Contents

LLM Extended Thinking: Engineering Practices for "Think Longer"

What Is Extended Thinking

Allows LLM to dynamically allocate more reasoning resources before answering.

# Normal reasoning
response = llm.generate(prompt)

# Extended Thinking
response = llm.generate(
    prompt,
    thinking_budget=8000  # allow up to 8000 tokens of thinking
)

Larger thinking budget = model can explore more reasoning paths.

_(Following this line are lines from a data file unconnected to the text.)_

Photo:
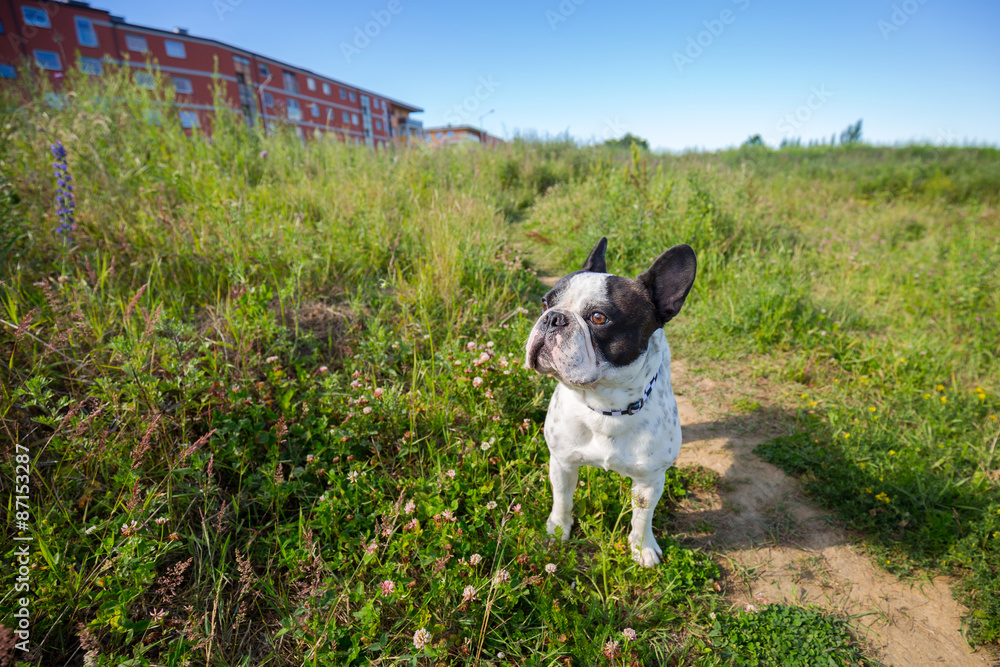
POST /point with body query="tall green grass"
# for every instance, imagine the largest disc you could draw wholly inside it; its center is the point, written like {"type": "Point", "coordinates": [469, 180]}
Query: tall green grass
{"type": "Point", "coordinates": [262, 379]}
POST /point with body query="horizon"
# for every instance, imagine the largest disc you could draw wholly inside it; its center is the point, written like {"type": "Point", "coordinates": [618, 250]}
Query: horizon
{"type": "Point", "coordinates": [682, 78]}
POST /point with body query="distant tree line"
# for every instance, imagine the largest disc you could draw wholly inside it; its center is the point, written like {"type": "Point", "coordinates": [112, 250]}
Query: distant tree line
{"type": "Point", "coordinates": [851, 135]}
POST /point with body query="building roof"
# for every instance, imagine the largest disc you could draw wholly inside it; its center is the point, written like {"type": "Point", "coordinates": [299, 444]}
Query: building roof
{"type": "Point", "coordinates": [179, 32]}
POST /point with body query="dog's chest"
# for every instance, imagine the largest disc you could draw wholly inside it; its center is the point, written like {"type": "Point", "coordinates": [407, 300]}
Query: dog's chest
{"type": "Point", "coordinates": [631, 445]}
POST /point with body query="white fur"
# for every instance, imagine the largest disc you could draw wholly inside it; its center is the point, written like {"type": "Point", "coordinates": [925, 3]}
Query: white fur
{"type": "Point", "coordinates": [640, 446]}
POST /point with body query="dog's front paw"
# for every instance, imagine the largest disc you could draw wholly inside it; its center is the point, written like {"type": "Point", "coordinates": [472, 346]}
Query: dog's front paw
{"type": "Point", "coordinates": [646, 552]}
{"type": "Point", "coordinates": [552, 524]}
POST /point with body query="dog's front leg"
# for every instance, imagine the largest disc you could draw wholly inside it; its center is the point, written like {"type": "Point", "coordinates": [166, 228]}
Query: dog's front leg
{"type": "Point", "coordinates": [646, 492]}
{"type": "Point", "coordinates": [564, 478]}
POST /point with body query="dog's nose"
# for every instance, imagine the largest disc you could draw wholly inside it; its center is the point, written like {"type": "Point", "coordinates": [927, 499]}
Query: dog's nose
{"type": "Point", "coordinates": [554, 319]}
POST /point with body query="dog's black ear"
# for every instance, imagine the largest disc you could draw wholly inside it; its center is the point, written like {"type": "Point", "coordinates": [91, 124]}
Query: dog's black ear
{"type": "Point", "coordinates": [595, 261]}
{"type": "Point", "coordinates": [669, 280]}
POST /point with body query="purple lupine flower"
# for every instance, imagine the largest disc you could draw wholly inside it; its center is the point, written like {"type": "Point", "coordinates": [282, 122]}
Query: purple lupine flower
{"type": "Point", "coordinates": [64, 191]}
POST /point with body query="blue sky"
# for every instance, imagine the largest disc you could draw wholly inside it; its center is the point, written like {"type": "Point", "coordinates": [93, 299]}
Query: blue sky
{"type": "Point", "coordinates": [683, 75]}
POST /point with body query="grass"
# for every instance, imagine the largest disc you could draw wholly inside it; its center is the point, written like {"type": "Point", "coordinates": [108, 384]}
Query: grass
{"type": "Point", "coordinates": [272, 400]}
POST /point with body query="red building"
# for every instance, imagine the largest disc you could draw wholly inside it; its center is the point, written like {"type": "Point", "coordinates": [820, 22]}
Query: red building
{"type": "Point", "coordinates": [459, 134]}
{"type": "Point", "coordinates": [53, 36]}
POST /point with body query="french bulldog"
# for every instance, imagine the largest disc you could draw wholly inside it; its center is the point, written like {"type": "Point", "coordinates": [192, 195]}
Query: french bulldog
{"type": "Point", "coordinates": [601, 336]}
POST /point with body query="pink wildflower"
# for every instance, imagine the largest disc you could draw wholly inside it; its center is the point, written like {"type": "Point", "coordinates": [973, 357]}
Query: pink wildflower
{"type": "Point", "coordinates": [421, 638]}
{"type": "Point", "coordinates": [611, 650]}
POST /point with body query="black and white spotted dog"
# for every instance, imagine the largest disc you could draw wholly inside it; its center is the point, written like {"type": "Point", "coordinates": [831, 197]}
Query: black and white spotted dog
{"type": "Point", "coordinates": [601, 336]}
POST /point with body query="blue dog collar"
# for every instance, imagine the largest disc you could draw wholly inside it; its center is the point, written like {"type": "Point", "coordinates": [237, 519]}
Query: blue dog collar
{"type": "Point", "coordinates": [632, 408]}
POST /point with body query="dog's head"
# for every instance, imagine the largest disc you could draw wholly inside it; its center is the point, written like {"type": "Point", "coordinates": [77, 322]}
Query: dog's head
{"type": "Point", "coordinates": [594, 323]}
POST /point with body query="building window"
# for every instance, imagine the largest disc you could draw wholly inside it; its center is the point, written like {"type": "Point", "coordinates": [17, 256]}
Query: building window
{"type": "Point", "coordinates": [136, 43]}
{"type": "Point", "coordinates": [175, 49]}
{"type": "Point", "coordinates": [183, 85]}
{"type": "Point", "coordinates": [85, 33]}
{"type": "Point", "coordinates": [145, 80]}
{"type": "Point", "coordinates": [91, 66]}
{"type": "Point", "coordinates": [48, 60]}
{"type": "Point", "coordinates": [36, 16]}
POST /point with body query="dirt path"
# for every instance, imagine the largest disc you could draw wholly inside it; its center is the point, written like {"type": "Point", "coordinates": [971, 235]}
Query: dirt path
{"type": "Point", "coordinates": [775, 544]}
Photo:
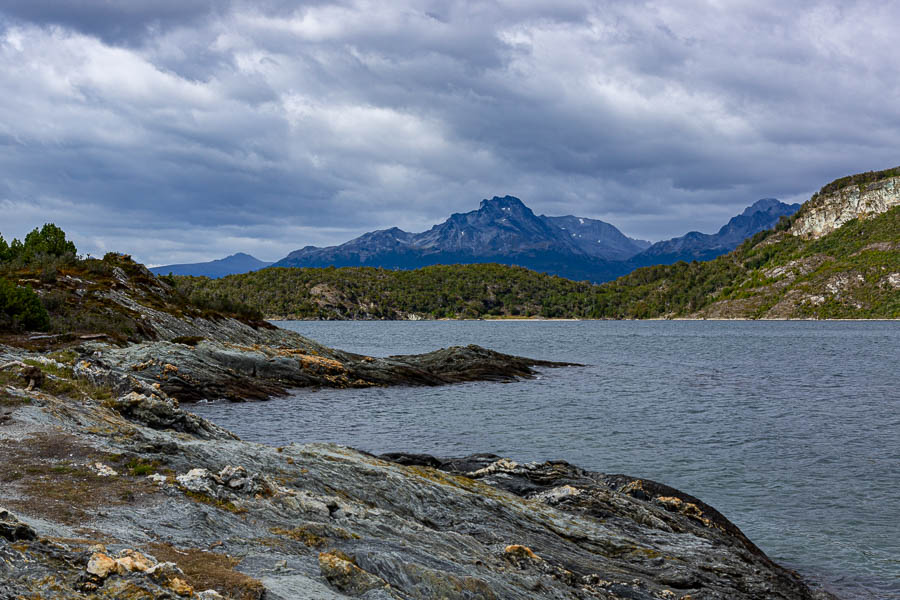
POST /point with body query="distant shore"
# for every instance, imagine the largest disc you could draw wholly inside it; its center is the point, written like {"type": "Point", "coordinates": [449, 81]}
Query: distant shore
{"type": "Point", "coordinates": [545, 319]}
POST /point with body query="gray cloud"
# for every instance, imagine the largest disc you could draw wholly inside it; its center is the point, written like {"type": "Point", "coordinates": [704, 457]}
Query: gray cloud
{"type": "Point", "coordinates": [187, 130]}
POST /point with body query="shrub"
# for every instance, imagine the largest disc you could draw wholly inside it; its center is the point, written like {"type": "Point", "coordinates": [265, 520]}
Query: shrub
{"type": "Point", "coordinates": [21, 308]}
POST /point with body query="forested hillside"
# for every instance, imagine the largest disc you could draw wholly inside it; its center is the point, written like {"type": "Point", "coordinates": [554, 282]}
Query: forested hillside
{"type": "Point", "coordinates": [852, 272]}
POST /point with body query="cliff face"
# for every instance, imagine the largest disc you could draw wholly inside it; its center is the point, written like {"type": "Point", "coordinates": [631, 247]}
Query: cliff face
{"type": "Point", "coordinates": [827, 212]}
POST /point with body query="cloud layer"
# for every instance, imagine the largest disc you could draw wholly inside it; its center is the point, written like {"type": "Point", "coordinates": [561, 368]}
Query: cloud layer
{"type": "Point", "coordinates": [186, 130]}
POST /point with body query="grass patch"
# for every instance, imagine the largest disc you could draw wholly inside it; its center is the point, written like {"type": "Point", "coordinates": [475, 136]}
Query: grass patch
{"type": "Point", "coordinates": [140, 467]}
{"type": "Point", "coordinates": [210, 570]}
{"type": "Point", "coordinates": [47, 470]}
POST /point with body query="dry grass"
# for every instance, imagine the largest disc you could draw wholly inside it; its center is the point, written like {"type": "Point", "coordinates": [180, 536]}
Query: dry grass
{"type": "Point", "coordinates": [50, 473]}
{"type": "Point", "coordinates": [210, 570]}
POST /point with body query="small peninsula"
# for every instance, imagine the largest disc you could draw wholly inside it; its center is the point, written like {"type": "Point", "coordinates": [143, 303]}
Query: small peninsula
{"type": "Point", "coordinates": [111, 489]}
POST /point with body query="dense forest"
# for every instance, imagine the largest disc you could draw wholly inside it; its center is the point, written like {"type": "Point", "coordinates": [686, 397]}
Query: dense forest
{"type": "Point", "coordinates": [748, 282]}
{"type": "Point", "coordinates": [46, 286]}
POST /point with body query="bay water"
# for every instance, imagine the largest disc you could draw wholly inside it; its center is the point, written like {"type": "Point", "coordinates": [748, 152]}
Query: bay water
{"type": "Point", "coordinates": [791, 429]}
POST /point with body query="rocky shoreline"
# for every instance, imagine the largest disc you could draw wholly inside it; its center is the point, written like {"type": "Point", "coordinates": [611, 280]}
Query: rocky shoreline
{"type": "Point", "coordinates": [111, 490]}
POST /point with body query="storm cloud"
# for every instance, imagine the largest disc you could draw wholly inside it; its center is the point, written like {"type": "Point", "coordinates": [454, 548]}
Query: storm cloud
{"type": "Point", "coordinates": [184, 131]}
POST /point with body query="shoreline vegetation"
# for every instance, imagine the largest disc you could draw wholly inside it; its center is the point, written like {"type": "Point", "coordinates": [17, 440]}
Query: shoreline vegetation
{"type": "Point", "coordinates": [110, 489]}
{"type": "Point", "coordinates": [850, 269]}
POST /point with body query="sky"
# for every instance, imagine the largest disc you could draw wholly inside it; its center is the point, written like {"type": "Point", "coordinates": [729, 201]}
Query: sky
{"type": "Point", "coordinates": [187, 130]}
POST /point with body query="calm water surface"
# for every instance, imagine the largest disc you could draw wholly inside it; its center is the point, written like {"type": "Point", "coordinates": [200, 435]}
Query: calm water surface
{"type": "Point", "coordinates": [790, 429]}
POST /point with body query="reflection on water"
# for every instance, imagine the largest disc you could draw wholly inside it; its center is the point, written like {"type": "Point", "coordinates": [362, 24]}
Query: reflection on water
{"type": "Point", "coordinates": [790, 429]}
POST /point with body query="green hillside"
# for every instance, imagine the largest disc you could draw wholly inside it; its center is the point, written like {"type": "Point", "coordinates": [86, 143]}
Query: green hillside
{"type": "Point", "coordinates": [853, 272]}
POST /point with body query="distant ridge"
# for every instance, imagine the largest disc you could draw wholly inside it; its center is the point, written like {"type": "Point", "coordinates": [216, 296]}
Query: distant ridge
{"type": "Point", "coordinates": [230, 265]}
{"type": "Point", "coordinates": [837, 257]}
{"type": "Point", "coordinates": [759, 216]}
{"type": "Point", "coordinates": [504, 230]}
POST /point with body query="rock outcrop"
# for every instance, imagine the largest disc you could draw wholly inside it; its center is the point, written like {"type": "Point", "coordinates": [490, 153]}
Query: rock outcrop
{"type": "Point", "coordinates": [828, 211]}
{"type": "Point", "coordinates": [119, 498]}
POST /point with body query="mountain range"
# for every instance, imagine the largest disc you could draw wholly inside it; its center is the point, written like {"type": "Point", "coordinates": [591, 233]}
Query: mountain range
{"type": "Point", "coordinates": [230, 265]}
{"type": "Point", "coordinates": [504, 230]}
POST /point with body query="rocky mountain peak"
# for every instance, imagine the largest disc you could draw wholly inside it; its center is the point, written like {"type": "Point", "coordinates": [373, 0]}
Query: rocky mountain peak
{"type": "Point", "coordinates": [762, 205]}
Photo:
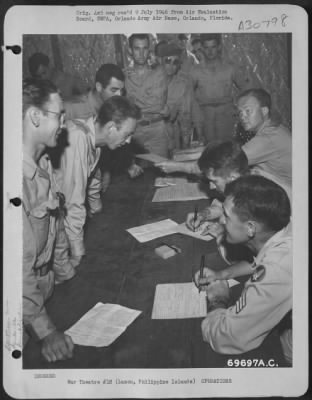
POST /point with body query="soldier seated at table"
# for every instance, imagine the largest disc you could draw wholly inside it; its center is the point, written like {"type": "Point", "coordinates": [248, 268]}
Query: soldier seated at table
{"type": "Point", "coordinates": [45, 245]}
{"type": "Point", "coordinates": [221, 163]}
{"type": "Point", "coordinates": [269, 150]}
{"type": "Point", "coordinates": [113, 127]}
{"type": "Point", "coordinates": [256, 212]}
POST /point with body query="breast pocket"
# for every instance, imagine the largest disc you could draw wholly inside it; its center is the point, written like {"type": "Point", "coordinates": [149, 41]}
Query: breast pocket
{"type": "Point", "coordinates": [41, 226]}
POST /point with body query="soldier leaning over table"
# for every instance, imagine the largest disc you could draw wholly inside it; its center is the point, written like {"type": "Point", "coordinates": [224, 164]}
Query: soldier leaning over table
{"type": "Point", "coordinates": [45, 245]}
{"type": "Point", "coordinates": [256, 213]}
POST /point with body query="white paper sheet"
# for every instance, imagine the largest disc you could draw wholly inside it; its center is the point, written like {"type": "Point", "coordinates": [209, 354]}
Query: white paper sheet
{"type": "Point", "coordinates": [154, 158]}
{"type": "Point", "coordinates": [102, 325]}
{"type": "Point", "coordinates": [187, 191]}
{"type": "Point", "coordinates": [179, 300]}
{"type": "Point", "coordinates": [182, 228]}
{"type": "Point", "coordinates": [169, 181]}
{"type": "Point", "coordinates": [147, 232]}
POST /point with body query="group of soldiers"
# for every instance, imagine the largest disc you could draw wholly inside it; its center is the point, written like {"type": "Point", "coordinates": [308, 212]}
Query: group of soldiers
{"type": "Point", "coordinates": [164, 103]}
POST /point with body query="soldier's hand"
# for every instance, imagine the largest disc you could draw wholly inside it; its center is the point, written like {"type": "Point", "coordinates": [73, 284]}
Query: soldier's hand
{"type": "Point", "coordinates": [169, 166]}
{"type": "Point", "coordinates": [57, 346]}
{"type": "Point", "coordinates": [135, 170]}
{"type": "Point", "coordinates": [214, 229]}
{"type": "Point", "coordinates": [192, 223]}
{"type": "Point", "coordinates": [218, 290]}
{"type": "Point", "coordinates": [209, 276]}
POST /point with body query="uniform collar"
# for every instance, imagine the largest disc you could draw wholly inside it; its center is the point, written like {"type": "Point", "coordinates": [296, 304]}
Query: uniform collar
{"type": "Point", "coordinates": [30, 168]}
{"type": "Point", "coordinates": [279, 237]}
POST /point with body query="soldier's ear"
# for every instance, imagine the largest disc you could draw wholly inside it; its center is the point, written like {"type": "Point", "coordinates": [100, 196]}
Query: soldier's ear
{"type": "Point", "coordinates": [265, 111]}
{"type": "Point", "coordinates": [98, 87]}
{"type": "Point", "coordinates": [111, 127]}
{"type": "Point", "coordinates": [34, 116]}
{"type": "Point", "coordinates": [251, 229]}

What Scenarios Worth Enabling

Worth enabling:
  ✅ complex algorithm design
  ✅ multi-step reasoning tasks
  ✅ bug root cause analysis
  ✅ architecture design review
  ✅ math proofs

Not worth enabling:
  ❌ simple translation, formatting
  ❌ code completion
  ❌ quick Q&A
  ❌ real-time chat

Cost vs Quality Tradeoff

# larger thinking_budget = higher cost

| budget | for tasks | cost multiplier |
|---------|----------|----------------|
| 0 (off) | simple tasks | 1x |
| 1000 | medium complex | 1.5x |
| 4000 | complex reasoning | 2.5x |
| 8000 | extremely complex | 4x |

# Real test: thinking_budget 0 → 4000
# complex task accuracy: 45% → 72%
# simple task accuracy: almost no change (wasted money)

Dynamic Thinking Budget

# auto-select budget based on task complexity
def estimate_thinking_budget(task):
    complexity = llm.classify(task)  # simple/medium/hard
    
    if complexity == "simple":
        return 0
    elif complexity == "medium":
        return 1000
    else:  # hard
        return 4000

# Usage
response = llm.generate(
    prompt,
    thinking_budget=estimate_thinking_budget(task)
)

Conclusion

Extended Thinking is standard in 2026. Used right, complex task success rate improves 30-50%; used wrong, token costs double with no benefit.

First judge task complexity, then decide thinking budget.